Reactor gates calls with asyncio.Semaphore(llm_concurrency). Tasks queue cheaply in memory. As slots free up, the next call dispatches immediately — no wasted time.

Reactor — 150 stocks, llm_concurrency=35:
  t=0s  → 35 LLM calls fire, 115 queue
  t=Ns  → as each call finishes, next queues dispatch
  t=22s → 150/150 completed, zero failures

Install

Reactor is included with quark-agents — no extra install needed.

pip install quark-agents

Usage

from quark import Agent
from quark_reactor import Reactor

analyst = Agent(
    system="You are a financial analyst. Give a one-sentence buy/hold/sell.",
    model="bedrock/us.anthropic.claude-haiku-4-5-20251001-v1:0",
)

# Build (agent, prompt) pairs
tasks = [(analyst, f"Analyze {ticker}") for ticker in stocks]

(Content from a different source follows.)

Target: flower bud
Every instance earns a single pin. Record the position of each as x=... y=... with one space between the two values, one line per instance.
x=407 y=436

reactor = Reactor(llm_concurrency=35)
results = await reactor.run(tasks)

reactor.run() returns a list of response strings in the same order as tasks.

Return history

results, histories = await reactor.run(tasks, return_history=True)

Tuning llm_concurrency

Set it to roughly floor(RPM_quota / 60 * avg_latency_s).

For example, with 10,000 RPM and ~3s average LLM latency:

floor(10000 / 60 * 3) = 500

Start conservative and increase until you see occasional 429s, then back off by 10-20%.

Provider Default on-demand quota Suggested starting point
AWS Bedrock (Haiku 4.5) varies by region 35
Anthropic API 1,000 RPM (Tier 1) 50
OpenAI (gpt-4o-mini) 500 RPM (Tier 1) 25

Benchmark results

Real Bedrock calls (Claude Haiku 4.5), 150 stocks, llm_concurrency=35.

Framework Mode Completed Wall-clock
Quark Reactor (built-in) 150/150 22s
LangGraph gather (default) 76/150 9s
Strands gather (default) 75/150 4s
CrewAI gather (default) 150/150 49s

LangGraph and Strands complete faster in wall-clock — but only because they abandon half the work. CrewAI avoids failures due to high per-task overhead that accidentally self-throttles, but at 2× the time.

The semaphore pattern can be applied manually to any framework. Quark ships it as a first-class primitive.

How it works

Reactor monkey-patches litellm.acompletion for the duration of the run, wrapping it with a semaphore acquire/release. This means it works regardless of which framework or agent abstraction is calling the LLM underneath.

sem = asyncio.Semaphore(llm_concurrency)

async def throttled(*args, **kwargs):
    async with sem:
        return await original_acompletion(*args, **kwargs)

litellm.acompletion = throttled
results = await asyncio.gather(*tasks)
litellm.acompletion = original_acompletion  # always restored

The semaphore is created fresh per reactor.run() call, so multiple reactors can run sequentially without interfering.